When toys are intrinsically valuable

One theme (of many) running through Toy Story 3, currently the top movie at the box office, is the conflict over "toy nature," so to speak -- the nature, purpose and value of the toy characters.

The toys' owner is all grown up and leaving for college, and they face an existential crisis. Without a child to play with them, what are they supposed to do? Are they unwanted? Will they be thrown out?

The film's chief villain, Lotso, is a toy whose owner replaced him and who, in his despair, came to hold the view that toys are "mere plastic," trash, garbage -- things to be used and then thrown away. It's this nihilistic view that explains and justifies Lotso's tyrannical system of government, in which the powerful toys rule the weak and the rights of the individual are not respected.

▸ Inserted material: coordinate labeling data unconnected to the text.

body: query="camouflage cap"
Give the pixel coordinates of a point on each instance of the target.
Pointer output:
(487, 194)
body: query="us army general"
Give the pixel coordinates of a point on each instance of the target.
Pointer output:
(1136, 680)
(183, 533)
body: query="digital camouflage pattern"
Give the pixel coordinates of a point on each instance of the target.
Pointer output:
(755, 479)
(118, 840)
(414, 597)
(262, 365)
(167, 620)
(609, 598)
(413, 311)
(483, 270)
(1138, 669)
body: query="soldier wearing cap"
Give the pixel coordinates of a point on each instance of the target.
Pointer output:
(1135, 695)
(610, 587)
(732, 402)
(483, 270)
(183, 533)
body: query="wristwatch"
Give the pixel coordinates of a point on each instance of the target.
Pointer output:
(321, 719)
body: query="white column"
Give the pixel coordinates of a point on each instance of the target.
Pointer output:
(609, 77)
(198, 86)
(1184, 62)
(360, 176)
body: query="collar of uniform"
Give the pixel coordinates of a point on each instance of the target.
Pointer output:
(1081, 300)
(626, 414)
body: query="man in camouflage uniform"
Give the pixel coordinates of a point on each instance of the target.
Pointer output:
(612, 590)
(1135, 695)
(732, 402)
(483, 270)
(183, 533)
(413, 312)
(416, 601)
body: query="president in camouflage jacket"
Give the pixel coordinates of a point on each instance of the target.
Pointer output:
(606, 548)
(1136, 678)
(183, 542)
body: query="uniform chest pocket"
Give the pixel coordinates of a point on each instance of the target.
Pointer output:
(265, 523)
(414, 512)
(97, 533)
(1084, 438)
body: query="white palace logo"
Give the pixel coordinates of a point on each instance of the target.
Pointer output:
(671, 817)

The question the film must answer is whether each toy is valuable for its own sake, as an end and not merely a means to something else. And the answer is that every toy, regardless of usefulness or "newness" or brokenness, is special. That's the message Toy Story 3 ultimately affirms.

We're debating the same question in America today -- only about human beings, not fictional toys. And it plays out in the controversies over abortion, euthanasia and embryo-destructive research. Is every human being -- regardless of age, level of development, ability, "wantedness" and perceived "quality of life" -- valuable, a person who ought to be treated as such?